Q: I am truly grateful. I feel as if a great weight has lifted off of my shoulders. It is freeing to realize that I have been creating these problems all along. It is freeing to realize that I don’t need to try to get a “quick fix” to my misunderstandings and self created problems. I realize the effect of my own unconsciousness. I truly embrace what will happen next without the need to try to simply change what is around me. I know that by trying to change what is within me will not come from simply trying to change what is within me. I accept this fact and I accept that I am indeed part of this world as much as my negative friends around me. It is not my job to spread kindness and compassion in this world, but I know that it will come if I am attentive to what is. How can I ever thank you.

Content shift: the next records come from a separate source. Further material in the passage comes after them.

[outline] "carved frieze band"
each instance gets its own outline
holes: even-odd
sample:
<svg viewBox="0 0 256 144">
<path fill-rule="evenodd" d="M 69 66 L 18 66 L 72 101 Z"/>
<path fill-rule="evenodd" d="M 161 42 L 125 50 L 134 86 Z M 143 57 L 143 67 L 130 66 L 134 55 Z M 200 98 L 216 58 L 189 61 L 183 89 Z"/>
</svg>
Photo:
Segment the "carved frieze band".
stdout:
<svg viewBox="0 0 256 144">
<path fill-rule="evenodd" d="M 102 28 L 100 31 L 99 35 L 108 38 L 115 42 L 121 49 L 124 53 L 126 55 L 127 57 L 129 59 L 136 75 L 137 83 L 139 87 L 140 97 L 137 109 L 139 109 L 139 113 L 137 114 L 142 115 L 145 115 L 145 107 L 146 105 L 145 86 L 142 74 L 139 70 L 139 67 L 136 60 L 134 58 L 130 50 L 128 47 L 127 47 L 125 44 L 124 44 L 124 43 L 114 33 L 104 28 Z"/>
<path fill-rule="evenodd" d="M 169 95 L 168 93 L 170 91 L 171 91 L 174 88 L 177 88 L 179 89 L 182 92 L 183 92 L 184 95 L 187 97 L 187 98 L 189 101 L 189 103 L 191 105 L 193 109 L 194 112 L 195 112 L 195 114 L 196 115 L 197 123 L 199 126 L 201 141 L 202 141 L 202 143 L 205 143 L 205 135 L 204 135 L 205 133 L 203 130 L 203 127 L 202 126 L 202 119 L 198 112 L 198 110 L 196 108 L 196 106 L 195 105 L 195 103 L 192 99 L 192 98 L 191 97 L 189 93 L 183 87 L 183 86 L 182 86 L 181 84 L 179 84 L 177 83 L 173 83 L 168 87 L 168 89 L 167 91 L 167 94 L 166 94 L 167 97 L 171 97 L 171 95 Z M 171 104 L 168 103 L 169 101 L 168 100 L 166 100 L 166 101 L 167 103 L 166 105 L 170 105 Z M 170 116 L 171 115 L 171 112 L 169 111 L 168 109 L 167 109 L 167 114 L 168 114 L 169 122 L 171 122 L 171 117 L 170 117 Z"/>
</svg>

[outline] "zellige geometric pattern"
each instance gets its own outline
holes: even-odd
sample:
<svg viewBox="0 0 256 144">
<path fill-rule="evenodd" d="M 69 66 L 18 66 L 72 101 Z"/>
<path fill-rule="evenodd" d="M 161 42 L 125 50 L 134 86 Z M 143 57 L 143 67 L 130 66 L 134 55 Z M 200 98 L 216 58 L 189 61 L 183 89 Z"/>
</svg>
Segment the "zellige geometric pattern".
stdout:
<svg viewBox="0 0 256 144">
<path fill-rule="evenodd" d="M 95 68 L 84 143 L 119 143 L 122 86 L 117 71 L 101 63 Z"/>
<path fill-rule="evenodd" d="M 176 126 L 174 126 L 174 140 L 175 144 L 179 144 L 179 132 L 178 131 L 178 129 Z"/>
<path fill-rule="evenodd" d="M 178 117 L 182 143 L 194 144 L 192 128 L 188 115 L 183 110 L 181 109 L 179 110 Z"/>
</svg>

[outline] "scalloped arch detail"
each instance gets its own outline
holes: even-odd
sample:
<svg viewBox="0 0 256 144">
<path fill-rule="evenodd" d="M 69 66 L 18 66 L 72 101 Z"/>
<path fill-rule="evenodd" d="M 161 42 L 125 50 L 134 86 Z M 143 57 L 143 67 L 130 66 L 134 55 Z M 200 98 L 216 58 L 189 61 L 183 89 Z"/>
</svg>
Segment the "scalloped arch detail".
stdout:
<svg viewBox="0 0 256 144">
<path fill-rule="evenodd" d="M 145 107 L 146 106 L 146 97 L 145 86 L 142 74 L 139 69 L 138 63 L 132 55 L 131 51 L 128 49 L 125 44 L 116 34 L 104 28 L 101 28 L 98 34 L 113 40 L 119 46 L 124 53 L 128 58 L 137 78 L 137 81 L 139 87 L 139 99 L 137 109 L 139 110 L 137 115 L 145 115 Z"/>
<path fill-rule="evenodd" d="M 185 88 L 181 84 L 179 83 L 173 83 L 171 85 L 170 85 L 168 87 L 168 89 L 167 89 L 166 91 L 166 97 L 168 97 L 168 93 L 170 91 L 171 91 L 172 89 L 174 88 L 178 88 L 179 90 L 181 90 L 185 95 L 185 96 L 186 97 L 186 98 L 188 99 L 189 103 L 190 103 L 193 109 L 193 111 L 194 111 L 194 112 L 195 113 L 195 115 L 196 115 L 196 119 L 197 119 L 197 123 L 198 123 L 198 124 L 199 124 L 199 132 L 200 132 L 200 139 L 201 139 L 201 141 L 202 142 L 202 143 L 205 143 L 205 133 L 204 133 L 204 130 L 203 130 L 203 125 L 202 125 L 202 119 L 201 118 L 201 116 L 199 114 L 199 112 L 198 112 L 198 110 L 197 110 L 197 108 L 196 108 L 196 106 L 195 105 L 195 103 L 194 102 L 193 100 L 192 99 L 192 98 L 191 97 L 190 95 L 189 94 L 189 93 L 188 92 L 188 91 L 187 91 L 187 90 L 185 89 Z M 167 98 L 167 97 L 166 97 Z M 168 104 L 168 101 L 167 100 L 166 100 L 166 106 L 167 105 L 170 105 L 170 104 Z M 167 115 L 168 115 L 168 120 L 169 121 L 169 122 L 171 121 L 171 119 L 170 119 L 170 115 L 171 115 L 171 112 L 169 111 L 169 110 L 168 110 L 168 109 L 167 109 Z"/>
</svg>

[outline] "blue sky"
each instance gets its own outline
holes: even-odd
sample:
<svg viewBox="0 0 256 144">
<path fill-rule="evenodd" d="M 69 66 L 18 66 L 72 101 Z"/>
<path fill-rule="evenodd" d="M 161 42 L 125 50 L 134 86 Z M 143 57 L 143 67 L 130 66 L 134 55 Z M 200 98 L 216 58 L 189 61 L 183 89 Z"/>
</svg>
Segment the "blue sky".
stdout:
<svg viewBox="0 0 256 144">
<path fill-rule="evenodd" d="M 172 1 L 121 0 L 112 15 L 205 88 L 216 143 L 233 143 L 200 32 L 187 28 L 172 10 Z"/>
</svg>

A: Ha Ha. No need to thank me. You have realized more by yourself than from me. Go out and discover through the murky swamp of unforeseen opportunities and the unseen. These answers that you are looking for are all within you. I am part of you. You have arrived here through the unraveling of certain circumstances. Was it destined? Well, destiny is an odd concept isn’t it? Surely none of this was predetermined, but most of it was influenced from your unconscious and your past conditioning. You may think that you want to attain knowledge, but when you see knowledge as a separate thing from yourself, you are not truly being knowledgeable. Do what you will with what i have told you. Do not repeat it or try to remember it. Try not to forget it, but simply let is sink in. Keep asking these important questions. Do not be too eager to find solutions. Most of the questions could have solutions with itself. It takes great depth and patience to be with uncertainty. Every waking moment is a chance to just sit with uncertainty and not try to magically change it to certainty. We can be certain that there will always be uncertainty. Can’t we not. I am not giving you orders. Do not see any of these “do not” statements as commands. I am merely talking words. The greatest guide is yourself and we can both move towards truth together when we see that we are of the same world and same consciousness.